Fowlkes–Mallows Index (FMI) is commonly used to measure the similarity between clustering and the ground truth in clustering, its score range is [0,1].

$$\mathit{FMI}=\frac{TP}{\sqrt{\left(TP+FP\right)\left(TP+FN\right)}}$$ 17

Where $TP$, $FP$ and $FP$ respectively represent the number of true positives, the number of false positives and false negative. A higher FMI score indicates a good similarity between the clusters and the ground truth.

Ablation study

The EfNST algorithm utilizes the EfficientNet framework for image feature extraction, and integrate the gene expression information and the spatial location information to establish a comprehensive feature system. To evaluate the effectiveness of EfficientNet in identifying spatial domains, a series of ablation studies were performed on three main data sets of DLPFC, human breast cancer data sets and mouse brain with known ground truth. Five variations of the EfNST model were developed, each utilizes a classic neural network architecture ResNet50, ResNet152, VGG19, DenseNet121, and Inception_v3 to replace EfficientNet to extract image features. To ensure the fairness of the experimental results, all other parameters settings of model were kept consistent.

An ablation study on VGAE and DAE in the EfNST algorithm was conducted to assess their impact on clustering performance. The results showed that clustering performance is significantly enhanced only when both VGAE and DAE are present (Supplementary Fig. 6b).

Comparison of EfNST with other algorithms

For the detailed parameter settings of EfNST and other algorithms (Seurat, Scanpy, SEDR, conST, stLearn, CCST, SpaGCN, ADEPT⁷², BASS⁷³, SpatialPCA⁷⁴, GraphST⁷⁵, STAGATE) used for the comparison can be found in the Supplementary Materials.

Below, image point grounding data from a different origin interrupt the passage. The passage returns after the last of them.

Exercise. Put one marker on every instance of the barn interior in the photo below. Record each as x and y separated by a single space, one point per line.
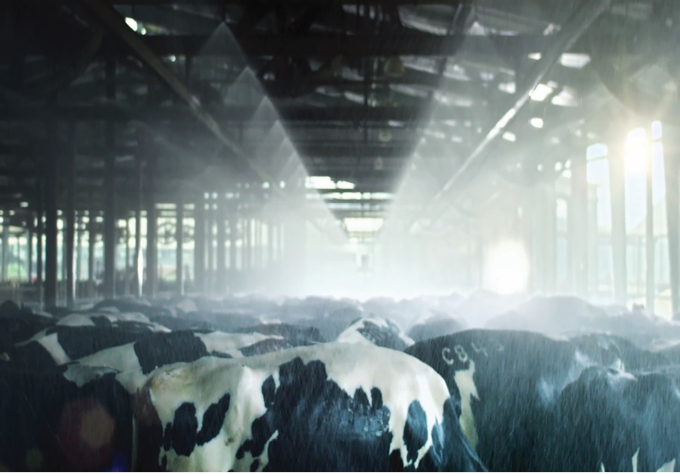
339 148
444 233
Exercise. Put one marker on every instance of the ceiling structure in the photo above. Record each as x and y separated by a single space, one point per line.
415 97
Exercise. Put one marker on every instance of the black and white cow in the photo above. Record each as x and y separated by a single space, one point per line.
508 383
52 424
136 360
435 326
611 420
378 331
318 408
77 336
515 386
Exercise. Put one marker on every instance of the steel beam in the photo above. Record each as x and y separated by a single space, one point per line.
649 233
179 238
51 199
578 224
586 13
139 204
151 227
221 217
236 114
39 231
70 218
672 176
91 247
116 23
199 242
110 220
617 184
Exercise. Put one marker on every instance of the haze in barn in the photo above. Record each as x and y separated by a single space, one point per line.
305 235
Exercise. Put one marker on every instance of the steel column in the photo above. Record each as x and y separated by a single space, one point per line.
578 213
617 180
672 175
649 234
199 242
151 228
221 215
51 197
40 229
139 262
91 244
70 217
110 222
179 238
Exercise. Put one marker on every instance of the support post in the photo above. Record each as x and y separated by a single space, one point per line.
233 238
578 213
617 180
221 215
673 222
110 190
210 240
199 242
40 229
139 263
92 242
5 242
649 234
151 228
70 217
179 238
29 257
51 197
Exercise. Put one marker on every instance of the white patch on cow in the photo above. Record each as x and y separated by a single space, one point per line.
51 344
352 334
187 305
401 379
466 386
668 467
231 343
132 380
121 358
80 375
264 458
76 320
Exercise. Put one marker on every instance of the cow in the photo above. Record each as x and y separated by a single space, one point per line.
54 424
435 326
612 420
508 383
378 331
77 336
314 408
134 361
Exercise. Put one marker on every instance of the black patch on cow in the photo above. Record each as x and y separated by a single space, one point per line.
265 346
415 431
82 341
32 356
181 434
213 420
32 410
160 349
376 399
221 355
339 432
182 431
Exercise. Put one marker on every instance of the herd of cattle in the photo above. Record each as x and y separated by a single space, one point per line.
252 384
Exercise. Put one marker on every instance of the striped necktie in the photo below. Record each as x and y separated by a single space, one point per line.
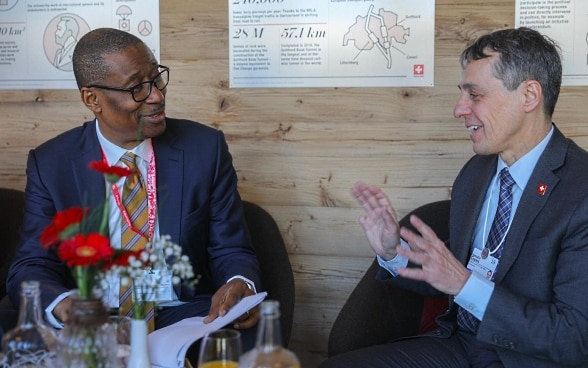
495 239
134 238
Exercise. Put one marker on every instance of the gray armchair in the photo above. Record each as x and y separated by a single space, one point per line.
377 312
276 271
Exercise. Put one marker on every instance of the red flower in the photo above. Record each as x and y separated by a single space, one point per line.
111 173
61 222
87 250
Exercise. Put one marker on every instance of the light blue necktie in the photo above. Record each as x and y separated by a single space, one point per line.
495 239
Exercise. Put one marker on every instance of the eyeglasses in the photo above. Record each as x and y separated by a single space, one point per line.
142 91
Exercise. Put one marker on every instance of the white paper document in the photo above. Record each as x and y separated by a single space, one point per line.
168 346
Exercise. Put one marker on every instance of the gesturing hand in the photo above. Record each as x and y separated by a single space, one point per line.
439 267
226 297
379 222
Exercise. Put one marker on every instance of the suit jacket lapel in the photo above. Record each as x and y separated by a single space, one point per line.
476 191
89 184
169 162
533 200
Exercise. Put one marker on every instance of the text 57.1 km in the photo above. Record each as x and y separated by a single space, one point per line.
287 32
244 2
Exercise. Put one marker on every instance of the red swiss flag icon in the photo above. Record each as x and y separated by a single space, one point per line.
418 69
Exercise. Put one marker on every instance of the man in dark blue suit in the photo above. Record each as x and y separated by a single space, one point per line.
532 312
194 192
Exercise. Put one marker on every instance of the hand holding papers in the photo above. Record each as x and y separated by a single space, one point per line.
168 346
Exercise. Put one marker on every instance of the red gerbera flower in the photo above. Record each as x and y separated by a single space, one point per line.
62 221
111 173
86 250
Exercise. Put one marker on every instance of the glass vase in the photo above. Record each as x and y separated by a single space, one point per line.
31 342
88 339
139 357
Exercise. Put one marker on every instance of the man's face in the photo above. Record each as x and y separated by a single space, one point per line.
60 31
122 120
493 115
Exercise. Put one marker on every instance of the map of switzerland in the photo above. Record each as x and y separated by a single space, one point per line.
377 29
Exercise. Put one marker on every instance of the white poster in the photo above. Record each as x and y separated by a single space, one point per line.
37 37
331 43
565 21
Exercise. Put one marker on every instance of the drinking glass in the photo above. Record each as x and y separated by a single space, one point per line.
122 325
220 349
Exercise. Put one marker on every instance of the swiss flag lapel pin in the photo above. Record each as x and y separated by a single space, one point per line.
541 189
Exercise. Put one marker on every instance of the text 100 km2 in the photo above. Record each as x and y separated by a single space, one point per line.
244 2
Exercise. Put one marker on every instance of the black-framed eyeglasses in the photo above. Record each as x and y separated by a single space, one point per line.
142 91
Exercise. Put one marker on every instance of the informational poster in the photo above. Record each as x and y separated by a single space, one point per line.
566 22
331 43
37 37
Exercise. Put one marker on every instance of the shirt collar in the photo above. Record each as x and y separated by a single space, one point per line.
113 152
522 169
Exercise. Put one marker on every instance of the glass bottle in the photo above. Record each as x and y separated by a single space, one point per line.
31 342
268 351
88 338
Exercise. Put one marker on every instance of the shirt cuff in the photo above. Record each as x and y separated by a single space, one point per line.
475 295
51 319
249 283
395 263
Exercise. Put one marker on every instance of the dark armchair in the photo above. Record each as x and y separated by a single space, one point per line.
376 312
11 217
276 270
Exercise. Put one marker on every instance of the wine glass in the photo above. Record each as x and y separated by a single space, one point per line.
220 349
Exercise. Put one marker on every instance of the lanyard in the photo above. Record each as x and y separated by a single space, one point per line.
151 199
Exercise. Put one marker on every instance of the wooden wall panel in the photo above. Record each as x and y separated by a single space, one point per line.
298 151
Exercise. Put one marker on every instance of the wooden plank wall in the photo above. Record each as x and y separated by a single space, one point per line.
298 151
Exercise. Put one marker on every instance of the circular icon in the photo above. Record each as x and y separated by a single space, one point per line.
6 5
61 36
145 28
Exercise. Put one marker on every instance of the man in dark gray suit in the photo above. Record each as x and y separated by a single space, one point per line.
533 311
193 197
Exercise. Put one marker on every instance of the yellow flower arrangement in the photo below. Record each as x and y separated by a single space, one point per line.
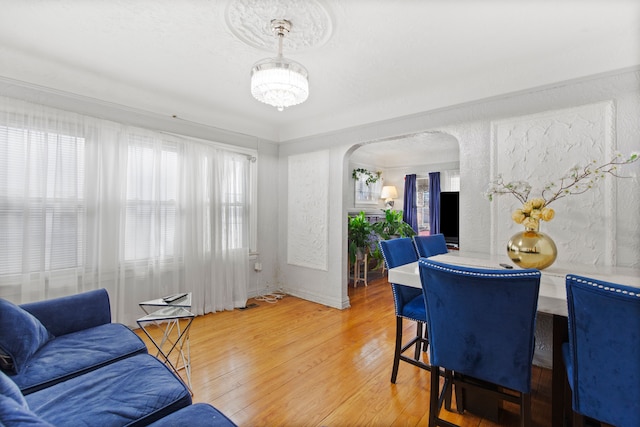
579 180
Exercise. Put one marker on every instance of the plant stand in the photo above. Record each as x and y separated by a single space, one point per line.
360 269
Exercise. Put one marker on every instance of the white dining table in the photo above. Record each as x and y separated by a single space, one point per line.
552 299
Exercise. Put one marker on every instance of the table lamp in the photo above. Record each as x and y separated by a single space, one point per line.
389 193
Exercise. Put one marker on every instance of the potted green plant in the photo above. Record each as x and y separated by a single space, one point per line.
360 236
392 226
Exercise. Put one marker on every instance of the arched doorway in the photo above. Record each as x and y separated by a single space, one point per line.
421 153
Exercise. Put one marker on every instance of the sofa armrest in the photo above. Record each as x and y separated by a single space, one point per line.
72 313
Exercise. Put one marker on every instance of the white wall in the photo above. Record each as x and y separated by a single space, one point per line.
471 125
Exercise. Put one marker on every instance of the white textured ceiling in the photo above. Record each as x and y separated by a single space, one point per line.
381 59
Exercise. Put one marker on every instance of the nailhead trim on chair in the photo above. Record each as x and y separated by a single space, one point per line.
606 288
478 274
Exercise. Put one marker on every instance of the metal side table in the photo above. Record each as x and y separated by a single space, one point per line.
173 320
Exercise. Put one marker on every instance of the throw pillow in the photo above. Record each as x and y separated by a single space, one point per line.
21 334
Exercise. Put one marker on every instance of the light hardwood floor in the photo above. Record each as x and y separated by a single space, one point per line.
297 363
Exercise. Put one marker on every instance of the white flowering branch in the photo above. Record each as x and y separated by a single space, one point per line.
579 180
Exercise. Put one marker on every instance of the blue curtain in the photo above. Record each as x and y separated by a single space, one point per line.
410 210
434 202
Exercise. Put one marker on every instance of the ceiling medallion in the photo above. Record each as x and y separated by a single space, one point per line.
249 21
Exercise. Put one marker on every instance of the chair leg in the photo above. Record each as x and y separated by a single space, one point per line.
396 355
578 420
525 409
434 396
419 342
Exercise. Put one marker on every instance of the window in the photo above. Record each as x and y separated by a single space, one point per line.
150 220
422 203
449 181
41 209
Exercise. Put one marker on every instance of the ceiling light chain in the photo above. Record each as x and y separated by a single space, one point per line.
279 81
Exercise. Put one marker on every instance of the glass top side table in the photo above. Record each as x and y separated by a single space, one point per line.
167 326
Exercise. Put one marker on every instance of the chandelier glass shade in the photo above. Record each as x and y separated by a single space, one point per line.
279 81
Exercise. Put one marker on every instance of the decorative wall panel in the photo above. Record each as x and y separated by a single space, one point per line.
541 149
308 210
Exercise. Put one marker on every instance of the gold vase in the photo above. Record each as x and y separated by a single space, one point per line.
531 248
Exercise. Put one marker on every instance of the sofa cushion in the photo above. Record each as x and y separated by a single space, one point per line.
13 414
196 415
14 410
21 334
134 391
73 354
10 390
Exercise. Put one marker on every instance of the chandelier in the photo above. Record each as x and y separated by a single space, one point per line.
279 81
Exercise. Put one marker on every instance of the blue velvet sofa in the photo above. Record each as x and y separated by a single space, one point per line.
63 362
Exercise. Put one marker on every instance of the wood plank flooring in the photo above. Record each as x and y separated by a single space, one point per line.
297 363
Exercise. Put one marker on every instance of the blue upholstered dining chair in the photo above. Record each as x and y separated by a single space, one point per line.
409 303
602 356
430 245
481 326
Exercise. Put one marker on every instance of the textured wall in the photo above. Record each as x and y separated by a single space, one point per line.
308 210
542 148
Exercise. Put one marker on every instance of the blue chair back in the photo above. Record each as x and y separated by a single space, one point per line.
398 252
430 245
603 354
482 322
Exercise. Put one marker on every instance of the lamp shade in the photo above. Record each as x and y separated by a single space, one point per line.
389 192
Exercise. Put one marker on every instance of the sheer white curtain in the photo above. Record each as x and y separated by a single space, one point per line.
87 203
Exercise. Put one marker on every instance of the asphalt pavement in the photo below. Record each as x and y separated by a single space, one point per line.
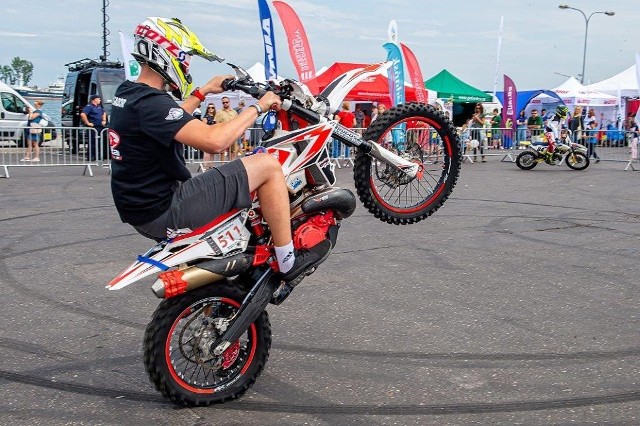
516 303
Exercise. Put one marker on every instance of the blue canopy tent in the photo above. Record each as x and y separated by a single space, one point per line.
524 98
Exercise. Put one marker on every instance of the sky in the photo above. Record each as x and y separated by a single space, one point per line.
541 45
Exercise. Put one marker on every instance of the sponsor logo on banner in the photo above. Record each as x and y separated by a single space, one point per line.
269 41
299 48
174 114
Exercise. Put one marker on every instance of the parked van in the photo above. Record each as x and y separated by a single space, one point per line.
14 111
85 78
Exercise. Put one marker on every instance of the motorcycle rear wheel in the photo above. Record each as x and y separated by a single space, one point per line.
577 161
388 194
526 160
176 347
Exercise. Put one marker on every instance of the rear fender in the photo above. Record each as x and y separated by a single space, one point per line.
225 234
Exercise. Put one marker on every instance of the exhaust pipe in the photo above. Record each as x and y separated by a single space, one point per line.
173 283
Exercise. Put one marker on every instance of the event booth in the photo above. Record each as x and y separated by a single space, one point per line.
463 96
530 99
623 85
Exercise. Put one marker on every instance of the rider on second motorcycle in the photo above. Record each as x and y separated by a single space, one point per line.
552 132
152 188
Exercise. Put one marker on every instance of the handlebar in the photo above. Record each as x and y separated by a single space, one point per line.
257 91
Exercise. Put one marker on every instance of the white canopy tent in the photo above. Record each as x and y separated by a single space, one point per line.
573 94
624 83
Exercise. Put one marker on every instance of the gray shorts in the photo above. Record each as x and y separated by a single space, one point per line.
201 199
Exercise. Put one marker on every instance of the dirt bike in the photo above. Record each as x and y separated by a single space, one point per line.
209 339
553 153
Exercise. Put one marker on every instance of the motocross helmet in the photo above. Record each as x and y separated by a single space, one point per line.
562 111
167 47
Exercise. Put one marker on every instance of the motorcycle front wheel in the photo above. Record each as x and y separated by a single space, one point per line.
418 133
577 161
178 343
526 160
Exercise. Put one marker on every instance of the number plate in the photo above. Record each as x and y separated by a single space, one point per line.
231 235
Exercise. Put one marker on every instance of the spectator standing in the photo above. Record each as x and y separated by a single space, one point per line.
592 139
477 123
576 125
631 135
534 124
521 124
348 120
35 131
222 116
366 122
209 118
93 116
591 116
496 120
359 118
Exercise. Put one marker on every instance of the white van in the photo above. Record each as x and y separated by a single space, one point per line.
14 110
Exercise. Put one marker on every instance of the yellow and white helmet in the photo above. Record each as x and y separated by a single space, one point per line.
167 47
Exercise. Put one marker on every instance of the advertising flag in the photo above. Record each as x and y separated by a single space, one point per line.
415 74
131 66
395 73
299 48
637 118
269 40
510 108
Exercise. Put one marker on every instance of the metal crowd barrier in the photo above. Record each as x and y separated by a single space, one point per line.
57 146
610 144
70 146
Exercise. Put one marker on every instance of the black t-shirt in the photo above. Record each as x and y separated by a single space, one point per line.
147 163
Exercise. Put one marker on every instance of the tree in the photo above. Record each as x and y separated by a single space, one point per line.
6 74
20 70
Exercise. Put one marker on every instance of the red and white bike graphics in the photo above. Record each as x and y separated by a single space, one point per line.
209 338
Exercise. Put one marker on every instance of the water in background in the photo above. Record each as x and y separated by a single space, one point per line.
52 108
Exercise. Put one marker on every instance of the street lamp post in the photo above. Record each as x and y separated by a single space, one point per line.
586 31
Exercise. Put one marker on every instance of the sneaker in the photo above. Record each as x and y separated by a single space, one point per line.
307 259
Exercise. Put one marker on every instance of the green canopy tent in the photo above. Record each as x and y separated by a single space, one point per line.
449 86
464 96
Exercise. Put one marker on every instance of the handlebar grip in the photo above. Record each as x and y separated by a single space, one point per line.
310 116
228 84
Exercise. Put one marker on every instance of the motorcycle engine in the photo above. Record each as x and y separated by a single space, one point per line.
313 230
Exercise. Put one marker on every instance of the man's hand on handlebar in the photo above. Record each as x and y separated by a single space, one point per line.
215 84
270 101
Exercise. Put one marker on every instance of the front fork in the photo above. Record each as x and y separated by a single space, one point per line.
376 151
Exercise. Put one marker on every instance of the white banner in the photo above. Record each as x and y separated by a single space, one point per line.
131 66
638 77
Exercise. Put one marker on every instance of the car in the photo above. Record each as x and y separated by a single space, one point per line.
85 78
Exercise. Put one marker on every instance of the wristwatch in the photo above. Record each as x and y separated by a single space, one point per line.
198 94
258 108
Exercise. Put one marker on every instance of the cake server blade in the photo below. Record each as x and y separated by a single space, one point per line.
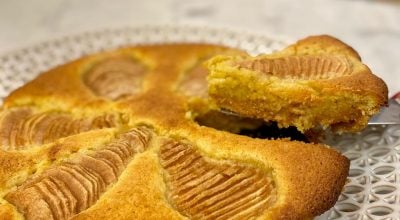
387 116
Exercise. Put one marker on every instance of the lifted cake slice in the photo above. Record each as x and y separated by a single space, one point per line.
319 81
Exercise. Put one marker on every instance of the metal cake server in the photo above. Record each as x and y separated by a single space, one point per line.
387 116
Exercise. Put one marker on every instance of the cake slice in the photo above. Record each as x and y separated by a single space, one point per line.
317 82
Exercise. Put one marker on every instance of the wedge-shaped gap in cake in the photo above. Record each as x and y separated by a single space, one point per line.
76 184
306 67
24 127
116 77
201 187
251 127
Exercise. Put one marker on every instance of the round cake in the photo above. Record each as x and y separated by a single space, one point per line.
128 134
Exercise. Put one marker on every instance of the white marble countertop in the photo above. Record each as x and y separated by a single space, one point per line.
371 27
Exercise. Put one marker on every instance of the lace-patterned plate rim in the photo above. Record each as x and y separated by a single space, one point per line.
373 190
22 65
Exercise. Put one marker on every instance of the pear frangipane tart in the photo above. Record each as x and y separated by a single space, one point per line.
111 136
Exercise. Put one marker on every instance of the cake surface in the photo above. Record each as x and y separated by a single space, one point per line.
317 82
113 136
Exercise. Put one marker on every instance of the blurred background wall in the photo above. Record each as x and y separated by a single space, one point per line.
371 27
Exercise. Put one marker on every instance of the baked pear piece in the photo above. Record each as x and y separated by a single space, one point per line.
107 137
317 82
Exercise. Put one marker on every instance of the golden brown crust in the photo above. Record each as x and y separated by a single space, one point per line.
307 178
318 81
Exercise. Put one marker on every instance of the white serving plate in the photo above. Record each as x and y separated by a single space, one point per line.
373 188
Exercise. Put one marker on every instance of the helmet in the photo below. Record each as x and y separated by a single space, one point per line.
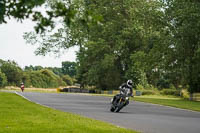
130 83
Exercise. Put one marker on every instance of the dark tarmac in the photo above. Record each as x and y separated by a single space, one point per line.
142 117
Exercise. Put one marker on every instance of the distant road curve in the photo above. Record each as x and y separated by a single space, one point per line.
143 117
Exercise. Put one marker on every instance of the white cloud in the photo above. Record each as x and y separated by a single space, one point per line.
13 47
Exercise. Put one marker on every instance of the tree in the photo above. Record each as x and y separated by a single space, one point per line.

Statistics and reproducibility

Data processing and analysis were conducted with Python (version 3.9.16) along with the following libraries: Pandas (version 1.5.2), numpy (version 1.22.4), scipy (version 1.8.0), and torch (version 2.0.1). For data set preprocessing, we utilized scanpy (version 1.9.1), anndata (version 0.8.0), and matplotlib (version 3.6.3). The visual representations in our research were created using scanpy (version 1.9.1) and OriginPro software.

Reporting summary

Further information on research design is available in the Nature Portfolio Reporting Summary linked to this article.

Author contributions

Z.L., Z.F., and Y.Z. (Yongchun Zuo) conceived and designed the study. Y.Z. (Yanan Zhao) and C.L. were responsible for data collection and preprocessing, developed the algorithm, performed all data analysis, conducted comparative evaluations, and contributed to the drafting and revision of the manuscript. W.S. and Z.S. participated in the data analysis and helped to revise the manuscript. All authors read and approved the manuscript.

Peer review

Peer review information

Communications Biology thanks the anonymous reviewers for their contribution to the peer review of this work. Primary Handling Editors: Aylin Bircan and Mengtan Xing.

Data availability

This study utilizes six data sets from three sequencing platforms. The 10x Visium platform includes four data sets: the human dorsolateral prefrontal cortex (DLPFC) data set (http://research.libd.org/spatialLIBD/), along with data sets for human breast cancer, mouse brain sagittal anterior, and CytAssist fresh frozen mouse brain (https://www.10xgenomics.com/). The osmFISH platform provides the mouse somatosensory cortex data set (http://linnarssonlab.org/osmFISH/). The STARmap platform includes the mouse primary visual cortex data set (https://kangaroo-goby.squarespace.com/data).

Code availability

The code of this study is available at https://github.com/Zaoyanan/EfNST/ and 10.5281/zenodo.14059229⁷⁶.

Competing interests

The authors declare no competing interests.

Supplementary information

The online version contains supplementary material available at 10.1038/s42003-024-07286-z.